Vor Grabungen „Bevölkerung frühzeitig informieren“
Das Interesse der Menschen an diesen Ausgrabungen nehme zu, bemerken Forscher. Doch man müsse für die Arbeit auch um Verständnis werben, sagte Bernhard Hebert vom Bundesdenkmalamt: „Ich glaube, es ist wichtig, dass man bei Grabungen, bei Forschungen, bei Aktionen vor Ort die umliegende Bevölkerung, die Gemeinde wirklich frühzeitig informiert und auch die Angst wegnimmt, wir graben jetzt hier schreckliche Sachen aus der NS-Zeit aus und ihr seid schuld gar dran oder weil das halt hier ist, sondern dass man das einbindet in die Verpflichtung einer Bewältigung dieser Zeit, die wir alle haben und insbesondere auch natürlich die Republik Österreich hat.“

Alltagsgegenstände auch von Tätern gefunden
Auch aus Hitlers Befehlszentrale am Obersalzberg gibt es neue Funde. Hier wohnten nicht nur die Nazi-Größen, sondern auch Mitarbeiter mit ihren Familien. Sie alle – die Täter – hinterließen Spuren ihres Alltags. Die Archäologen fanden beispielsweise eine Milchkanne und einen Kinderschuh im Haus eines Sturmbannführers.

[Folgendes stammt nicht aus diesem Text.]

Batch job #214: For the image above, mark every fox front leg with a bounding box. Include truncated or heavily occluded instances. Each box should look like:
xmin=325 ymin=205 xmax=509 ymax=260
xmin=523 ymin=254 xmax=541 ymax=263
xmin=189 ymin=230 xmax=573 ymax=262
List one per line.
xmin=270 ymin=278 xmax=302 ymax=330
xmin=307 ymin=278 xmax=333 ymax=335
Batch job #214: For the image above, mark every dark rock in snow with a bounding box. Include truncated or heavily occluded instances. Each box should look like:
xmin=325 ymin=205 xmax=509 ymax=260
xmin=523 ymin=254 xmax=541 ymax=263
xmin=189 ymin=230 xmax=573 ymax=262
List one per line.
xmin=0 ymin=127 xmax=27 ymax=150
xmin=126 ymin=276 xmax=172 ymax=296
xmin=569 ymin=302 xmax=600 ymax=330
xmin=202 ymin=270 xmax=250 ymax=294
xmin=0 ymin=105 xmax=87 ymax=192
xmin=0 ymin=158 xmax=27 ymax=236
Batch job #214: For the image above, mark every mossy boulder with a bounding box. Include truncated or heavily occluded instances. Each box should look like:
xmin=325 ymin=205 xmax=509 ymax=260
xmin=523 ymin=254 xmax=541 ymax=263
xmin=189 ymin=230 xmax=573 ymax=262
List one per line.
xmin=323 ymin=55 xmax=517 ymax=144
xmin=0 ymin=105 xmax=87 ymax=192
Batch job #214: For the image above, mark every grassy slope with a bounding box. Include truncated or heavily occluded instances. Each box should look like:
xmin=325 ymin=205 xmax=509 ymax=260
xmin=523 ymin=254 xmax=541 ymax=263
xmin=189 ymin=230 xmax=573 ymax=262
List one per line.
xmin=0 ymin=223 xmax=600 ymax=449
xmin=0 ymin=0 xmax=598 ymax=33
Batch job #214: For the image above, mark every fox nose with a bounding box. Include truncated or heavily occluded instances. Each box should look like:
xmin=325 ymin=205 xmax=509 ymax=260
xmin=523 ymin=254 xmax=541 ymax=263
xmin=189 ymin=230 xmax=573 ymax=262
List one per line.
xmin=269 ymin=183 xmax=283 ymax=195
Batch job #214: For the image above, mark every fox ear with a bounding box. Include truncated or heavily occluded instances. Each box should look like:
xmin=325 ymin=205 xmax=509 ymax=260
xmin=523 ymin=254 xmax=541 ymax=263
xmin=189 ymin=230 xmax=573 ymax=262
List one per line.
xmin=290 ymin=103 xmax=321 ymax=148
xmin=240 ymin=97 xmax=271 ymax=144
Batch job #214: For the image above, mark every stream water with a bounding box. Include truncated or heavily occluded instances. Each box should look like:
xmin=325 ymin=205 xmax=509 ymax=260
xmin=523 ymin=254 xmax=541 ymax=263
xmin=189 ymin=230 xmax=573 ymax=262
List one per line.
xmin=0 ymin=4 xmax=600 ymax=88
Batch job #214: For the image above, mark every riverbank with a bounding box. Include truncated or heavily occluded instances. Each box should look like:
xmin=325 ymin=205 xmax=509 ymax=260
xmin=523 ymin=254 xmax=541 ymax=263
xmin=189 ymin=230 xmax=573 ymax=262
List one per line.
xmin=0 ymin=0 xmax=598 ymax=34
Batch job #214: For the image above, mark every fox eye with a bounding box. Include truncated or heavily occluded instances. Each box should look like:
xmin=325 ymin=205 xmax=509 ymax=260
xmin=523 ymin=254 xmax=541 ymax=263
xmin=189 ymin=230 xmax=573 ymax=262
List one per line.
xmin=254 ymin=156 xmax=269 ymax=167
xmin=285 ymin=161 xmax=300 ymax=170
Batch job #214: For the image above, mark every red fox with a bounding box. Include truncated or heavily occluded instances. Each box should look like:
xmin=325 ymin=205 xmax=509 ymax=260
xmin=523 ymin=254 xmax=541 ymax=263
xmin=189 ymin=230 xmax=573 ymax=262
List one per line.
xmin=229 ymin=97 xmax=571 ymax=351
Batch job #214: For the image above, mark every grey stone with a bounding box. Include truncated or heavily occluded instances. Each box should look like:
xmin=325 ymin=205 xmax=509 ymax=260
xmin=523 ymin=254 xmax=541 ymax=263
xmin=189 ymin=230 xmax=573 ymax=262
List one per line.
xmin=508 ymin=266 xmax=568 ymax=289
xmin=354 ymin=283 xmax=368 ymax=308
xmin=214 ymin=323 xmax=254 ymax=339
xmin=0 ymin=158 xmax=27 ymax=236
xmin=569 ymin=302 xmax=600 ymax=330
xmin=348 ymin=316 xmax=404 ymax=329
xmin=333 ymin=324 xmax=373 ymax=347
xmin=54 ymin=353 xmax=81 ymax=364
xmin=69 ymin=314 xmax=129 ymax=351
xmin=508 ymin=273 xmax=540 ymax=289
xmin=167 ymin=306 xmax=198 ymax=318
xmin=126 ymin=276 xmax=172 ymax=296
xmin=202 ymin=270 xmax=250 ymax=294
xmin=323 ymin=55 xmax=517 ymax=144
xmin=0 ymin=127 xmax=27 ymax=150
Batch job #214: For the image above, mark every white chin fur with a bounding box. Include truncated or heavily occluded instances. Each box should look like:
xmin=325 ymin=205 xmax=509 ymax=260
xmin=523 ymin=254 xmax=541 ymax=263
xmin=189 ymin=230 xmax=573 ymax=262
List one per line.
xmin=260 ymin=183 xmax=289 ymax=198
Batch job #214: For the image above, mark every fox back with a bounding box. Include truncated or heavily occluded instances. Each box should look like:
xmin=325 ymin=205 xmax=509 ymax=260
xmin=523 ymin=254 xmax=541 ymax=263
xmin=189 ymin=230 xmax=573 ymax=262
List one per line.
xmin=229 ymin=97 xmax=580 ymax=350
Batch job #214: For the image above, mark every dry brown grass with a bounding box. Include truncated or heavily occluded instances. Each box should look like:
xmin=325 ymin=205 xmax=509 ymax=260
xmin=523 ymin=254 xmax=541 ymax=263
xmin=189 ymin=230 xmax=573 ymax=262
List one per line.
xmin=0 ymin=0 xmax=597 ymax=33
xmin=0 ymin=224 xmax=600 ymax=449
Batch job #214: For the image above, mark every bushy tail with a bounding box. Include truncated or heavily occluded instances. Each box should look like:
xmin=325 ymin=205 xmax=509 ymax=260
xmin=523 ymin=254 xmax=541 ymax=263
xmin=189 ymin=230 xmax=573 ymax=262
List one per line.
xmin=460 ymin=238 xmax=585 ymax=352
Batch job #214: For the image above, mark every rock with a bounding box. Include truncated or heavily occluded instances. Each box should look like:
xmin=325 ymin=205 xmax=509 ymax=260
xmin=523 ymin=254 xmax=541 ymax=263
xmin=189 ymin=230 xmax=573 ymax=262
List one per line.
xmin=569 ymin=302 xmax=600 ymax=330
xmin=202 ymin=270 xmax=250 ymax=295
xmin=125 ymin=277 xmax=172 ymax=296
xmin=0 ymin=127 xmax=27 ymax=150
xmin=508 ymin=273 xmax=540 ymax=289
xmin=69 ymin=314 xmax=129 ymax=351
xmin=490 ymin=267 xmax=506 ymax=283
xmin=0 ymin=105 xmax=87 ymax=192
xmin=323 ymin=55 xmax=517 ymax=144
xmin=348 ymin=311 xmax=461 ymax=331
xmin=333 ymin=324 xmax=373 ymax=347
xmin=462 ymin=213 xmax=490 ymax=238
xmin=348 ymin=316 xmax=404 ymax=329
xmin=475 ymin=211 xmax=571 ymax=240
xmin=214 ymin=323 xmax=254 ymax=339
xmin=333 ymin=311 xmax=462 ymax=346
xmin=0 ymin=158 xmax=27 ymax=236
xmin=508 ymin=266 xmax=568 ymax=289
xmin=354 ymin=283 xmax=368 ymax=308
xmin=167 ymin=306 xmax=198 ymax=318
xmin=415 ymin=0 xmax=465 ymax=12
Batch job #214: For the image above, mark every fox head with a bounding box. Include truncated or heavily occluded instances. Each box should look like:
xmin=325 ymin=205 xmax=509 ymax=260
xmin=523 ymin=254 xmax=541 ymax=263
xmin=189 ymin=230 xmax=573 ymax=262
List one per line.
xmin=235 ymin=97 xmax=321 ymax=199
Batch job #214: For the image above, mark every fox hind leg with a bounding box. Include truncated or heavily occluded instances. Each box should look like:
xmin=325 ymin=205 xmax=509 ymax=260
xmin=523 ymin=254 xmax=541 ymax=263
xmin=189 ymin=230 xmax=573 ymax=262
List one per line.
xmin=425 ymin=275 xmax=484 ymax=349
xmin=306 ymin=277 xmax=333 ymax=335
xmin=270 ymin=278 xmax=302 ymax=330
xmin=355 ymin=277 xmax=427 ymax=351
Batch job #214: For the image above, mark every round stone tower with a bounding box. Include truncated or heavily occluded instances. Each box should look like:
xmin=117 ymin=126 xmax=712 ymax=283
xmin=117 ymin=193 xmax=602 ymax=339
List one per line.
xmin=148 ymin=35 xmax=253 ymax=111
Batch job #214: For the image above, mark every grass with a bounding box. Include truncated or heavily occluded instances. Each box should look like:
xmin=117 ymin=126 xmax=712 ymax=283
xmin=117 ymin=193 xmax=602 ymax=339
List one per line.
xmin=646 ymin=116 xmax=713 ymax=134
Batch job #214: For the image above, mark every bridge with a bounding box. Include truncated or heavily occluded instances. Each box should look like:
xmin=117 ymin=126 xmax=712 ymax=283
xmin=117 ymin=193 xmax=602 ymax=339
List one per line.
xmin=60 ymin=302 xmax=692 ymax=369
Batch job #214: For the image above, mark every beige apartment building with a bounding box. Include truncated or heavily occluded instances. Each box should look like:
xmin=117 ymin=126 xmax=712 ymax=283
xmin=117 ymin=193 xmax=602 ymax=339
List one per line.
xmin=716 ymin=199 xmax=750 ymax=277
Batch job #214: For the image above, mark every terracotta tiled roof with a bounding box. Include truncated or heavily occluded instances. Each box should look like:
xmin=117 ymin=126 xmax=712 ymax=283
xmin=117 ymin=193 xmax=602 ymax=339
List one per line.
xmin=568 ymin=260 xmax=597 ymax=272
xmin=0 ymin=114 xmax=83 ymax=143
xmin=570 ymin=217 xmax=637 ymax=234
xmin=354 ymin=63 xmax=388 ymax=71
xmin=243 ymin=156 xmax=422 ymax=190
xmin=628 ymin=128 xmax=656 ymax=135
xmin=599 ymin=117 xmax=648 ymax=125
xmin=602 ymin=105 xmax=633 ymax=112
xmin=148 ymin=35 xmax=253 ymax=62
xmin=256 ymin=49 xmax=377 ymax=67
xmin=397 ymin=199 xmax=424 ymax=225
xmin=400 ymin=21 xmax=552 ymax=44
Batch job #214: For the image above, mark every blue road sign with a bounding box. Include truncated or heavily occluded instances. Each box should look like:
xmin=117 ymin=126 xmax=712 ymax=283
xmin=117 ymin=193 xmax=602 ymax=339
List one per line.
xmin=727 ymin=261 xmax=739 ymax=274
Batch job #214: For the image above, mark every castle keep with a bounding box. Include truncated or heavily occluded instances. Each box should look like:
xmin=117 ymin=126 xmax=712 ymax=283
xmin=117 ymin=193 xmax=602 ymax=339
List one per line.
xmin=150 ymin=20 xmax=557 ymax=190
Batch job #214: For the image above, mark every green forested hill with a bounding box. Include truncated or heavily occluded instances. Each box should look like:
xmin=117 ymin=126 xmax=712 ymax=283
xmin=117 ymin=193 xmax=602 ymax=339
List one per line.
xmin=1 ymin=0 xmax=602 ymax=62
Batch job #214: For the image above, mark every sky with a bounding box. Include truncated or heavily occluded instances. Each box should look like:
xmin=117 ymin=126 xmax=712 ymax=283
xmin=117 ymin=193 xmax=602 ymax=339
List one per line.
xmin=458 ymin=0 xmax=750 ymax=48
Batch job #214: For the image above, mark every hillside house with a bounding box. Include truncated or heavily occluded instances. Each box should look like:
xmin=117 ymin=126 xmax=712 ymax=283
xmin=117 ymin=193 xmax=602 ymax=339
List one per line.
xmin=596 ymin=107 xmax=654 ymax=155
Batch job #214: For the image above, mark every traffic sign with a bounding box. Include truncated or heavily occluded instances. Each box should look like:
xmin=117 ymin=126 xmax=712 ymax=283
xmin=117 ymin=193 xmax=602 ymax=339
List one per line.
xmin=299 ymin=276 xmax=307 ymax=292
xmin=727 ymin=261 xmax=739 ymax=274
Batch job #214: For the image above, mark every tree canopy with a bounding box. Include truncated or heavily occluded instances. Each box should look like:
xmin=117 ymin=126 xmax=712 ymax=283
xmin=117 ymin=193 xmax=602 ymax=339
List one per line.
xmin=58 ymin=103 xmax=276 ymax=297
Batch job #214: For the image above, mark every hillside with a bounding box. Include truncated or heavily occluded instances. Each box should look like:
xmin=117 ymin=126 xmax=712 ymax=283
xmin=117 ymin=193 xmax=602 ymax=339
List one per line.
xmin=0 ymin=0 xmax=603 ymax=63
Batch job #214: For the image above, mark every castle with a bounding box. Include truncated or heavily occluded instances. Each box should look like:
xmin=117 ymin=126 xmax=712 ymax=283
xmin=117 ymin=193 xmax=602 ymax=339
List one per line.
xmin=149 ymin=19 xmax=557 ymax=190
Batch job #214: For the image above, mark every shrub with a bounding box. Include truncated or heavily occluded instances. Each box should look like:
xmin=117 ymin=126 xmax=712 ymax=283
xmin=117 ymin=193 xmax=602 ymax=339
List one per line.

Die Gegenstände werden später im Dokumentationszentrum Obersalzberg gezeigt. Dessen Leiter Sven Keller schränkte aber in einem Punkt ein: „Man muss sich aber natürlich auch darüber im Klaren sein, dass solche Orte wie unserer keine Wunderheilungsfunktion haben. Also wer hier mit einem gefestigten rechten Weltbild zum Obersalzberg kommt, der wird vermutlich ohnehin weniger in unsere Ausstellung kommen, sondern sich vielleicht eher auf Spurensuche begeben. Wir werden niemanden bekehren durch einen Ausstellungsbesuch. Solange es gesamtgesellschaftlich solche Tendenzen gibt, wird das natürlich auch hier am Obersalzberg Thema bleiben.“

Deshalb ist es auch den Fachleuten wichtig, die Schrecken der NS-Herrschaft mit den neuen Funden ins Bewusstsein zu rufen.